I'm going to let you in on a fact that is not necessarily immediately obvious about our site: Most of the questions here in Personal Finance & Money are opinion-based. The reason for this is that personal finance is only partially about math. Personal behavior weighs greatly in personal finance, and the "correct" approach in any situation will involve opinion. Almost any question about budgeting, investing, or spending will involve at least an element of opinion. Even something like tax law, which you might think should be black-and-white, cut-and-dried, often involve opinion to a great extent. (Exhibit A)

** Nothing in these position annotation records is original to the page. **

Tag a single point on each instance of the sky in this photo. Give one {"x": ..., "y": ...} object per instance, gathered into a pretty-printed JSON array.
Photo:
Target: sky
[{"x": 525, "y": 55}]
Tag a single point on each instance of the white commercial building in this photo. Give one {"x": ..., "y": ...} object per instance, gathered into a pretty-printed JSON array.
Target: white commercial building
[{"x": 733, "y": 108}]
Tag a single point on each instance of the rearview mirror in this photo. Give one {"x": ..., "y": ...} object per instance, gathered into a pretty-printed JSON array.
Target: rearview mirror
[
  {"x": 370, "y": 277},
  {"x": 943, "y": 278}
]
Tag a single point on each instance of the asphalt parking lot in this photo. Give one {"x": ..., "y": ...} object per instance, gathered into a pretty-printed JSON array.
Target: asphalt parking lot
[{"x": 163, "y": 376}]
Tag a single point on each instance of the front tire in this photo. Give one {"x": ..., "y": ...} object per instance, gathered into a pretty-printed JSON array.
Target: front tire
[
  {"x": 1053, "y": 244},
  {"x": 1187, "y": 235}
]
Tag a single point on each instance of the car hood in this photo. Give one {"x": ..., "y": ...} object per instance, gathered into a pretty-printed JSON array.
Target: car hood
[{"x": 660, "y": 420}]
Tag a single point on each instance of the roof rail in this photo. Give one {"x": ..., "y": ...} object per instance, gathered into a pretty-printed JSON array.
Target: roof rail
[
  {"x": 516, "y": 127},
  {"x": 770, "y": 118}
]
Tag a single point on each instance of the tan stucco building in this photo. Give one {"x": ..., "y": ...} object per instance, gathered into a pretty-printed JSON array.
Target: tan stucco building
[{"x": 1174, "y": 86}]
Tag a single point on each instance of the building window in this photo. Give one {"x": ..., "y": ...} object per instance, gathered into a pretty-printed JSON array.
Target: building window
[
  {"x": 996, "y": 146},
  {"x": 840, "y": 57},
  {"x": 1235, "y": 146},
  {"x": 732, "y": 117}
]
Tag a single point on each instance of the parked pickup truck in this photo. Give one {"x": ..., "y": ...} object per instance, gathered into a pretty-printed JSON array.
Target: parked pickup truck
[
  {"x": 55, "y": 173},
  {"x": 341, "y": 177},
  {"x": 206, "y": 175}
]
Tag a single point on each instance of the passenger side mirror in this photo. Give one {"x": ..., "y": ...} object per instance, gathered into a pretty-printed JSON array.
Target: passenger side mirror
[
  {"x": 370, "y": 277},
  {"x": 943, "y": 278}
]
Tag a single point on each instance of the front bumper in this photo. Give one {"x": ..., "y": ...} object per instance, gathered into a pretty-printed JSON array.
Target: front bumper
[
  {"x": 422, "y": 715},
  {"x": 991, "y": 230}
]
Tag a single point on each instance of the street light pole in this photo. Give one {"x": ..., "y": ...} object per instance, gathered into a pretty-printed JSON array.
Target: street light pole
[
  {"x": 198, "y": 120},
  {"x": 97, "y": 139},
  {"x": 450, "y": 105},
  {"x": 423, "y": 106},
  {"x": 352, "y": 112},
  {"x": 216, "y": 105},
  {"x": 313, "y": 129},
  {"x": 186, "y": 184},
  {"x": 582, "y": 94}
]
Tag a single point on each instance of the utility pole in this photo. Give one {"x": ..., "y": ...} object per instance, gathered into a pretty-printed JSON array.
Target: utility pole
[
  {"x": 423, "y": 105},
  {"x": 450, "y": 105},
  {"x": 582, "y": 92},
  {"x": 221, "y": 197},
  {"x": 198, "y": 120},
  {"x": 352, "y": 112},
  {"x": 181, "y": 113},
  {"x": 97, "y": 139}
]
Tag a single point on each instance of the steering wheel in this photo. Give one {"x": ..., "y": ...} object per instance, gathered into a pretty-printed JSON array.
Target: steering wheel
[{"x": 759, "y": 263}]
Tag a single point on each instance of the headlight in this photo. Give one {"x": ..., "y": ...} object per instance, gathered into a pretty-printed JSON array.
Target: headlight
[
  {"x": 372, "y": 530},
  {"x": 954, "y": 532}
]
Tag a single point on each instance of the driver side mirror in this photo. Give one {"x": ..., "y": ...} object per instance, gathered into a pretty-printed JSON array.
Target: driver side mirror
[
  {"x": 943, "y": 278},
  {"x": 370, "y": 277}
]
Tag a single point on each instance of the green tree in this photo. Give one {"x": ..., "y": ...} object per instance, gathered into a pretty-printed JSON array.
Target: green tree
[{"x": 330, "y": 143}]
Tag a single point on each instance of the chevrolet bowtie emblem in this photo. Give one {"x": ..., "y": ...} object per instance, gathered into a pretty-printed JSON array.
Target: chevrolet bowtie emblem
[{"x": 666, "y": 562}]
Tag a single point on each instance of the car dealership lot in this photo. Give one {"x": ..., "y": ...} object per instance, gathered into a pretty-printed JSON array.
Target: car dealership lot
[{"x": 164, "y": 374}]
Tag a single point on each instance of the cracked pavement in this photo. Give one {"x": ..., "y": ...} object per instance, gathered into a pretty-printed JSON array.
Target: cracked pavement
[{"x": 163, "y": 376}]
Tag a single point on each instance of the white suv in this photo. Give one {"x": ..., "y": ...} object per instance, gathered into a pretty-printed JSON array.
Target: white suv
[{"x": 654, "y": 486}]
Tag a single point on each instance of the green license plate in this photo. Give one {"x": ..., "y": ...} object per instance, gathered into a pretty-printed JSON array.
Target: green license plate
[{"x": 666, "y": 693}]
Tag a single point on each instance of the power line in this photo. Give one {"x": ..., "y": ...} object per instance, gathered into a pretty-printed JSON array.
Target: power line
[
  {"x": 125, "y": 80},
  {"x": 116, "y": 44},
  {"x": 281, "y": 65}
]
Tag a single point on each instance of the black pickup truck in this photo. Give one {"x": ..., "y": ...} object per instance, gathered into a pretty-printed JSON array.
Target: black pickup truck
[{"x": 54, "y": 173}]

"Primarily opinion-based" exists as a close reason network-wide here on StackExchange, but different sites have different criteria for actually using it. On a site like Worldbuilding, every question is entirely opinion-based. For them, they have identified specific criteria that a question has to meet to be allowed. With other sites, such as programming, science, and technology sites, most of their questions are entirely objective, with a minimum of opinion. Even on those sites, however, there are plenty of questions that involve opinion to make an answer. (Exhibit B)
For our site, we have decided that we don't allow questions which are asking for predictions into the future. Asking "Should I buy XYZ stock?", or "Which is a better investment: Apple or Google?" or "Is now the right time to buy gold?" are all closeable as primarily opinion-based because there is no objective answer possible without a time machine (or at least a crystal ball). Sure, someone could come up with something that sounds like an objective answer using past performance, financial statements, etc., but we have decided as a site that we don't want future prediction speculation on our site.
However, we do have open-ended advice questions on our site all the time, and these are not off-topic. Indeed, they are among our most highly rated, interesting questions. (Exhibit C, Exhibit D).
In my opinion, the question you are pointing to falls under this category. The value of time is on-topic for personal finance, and although the topic is a matter of opinion, the answerers have proven that it can be discussed rationally and objectively. It is a very interesting question that I hope does not get closed. If it does get closed, I will vote to reopen.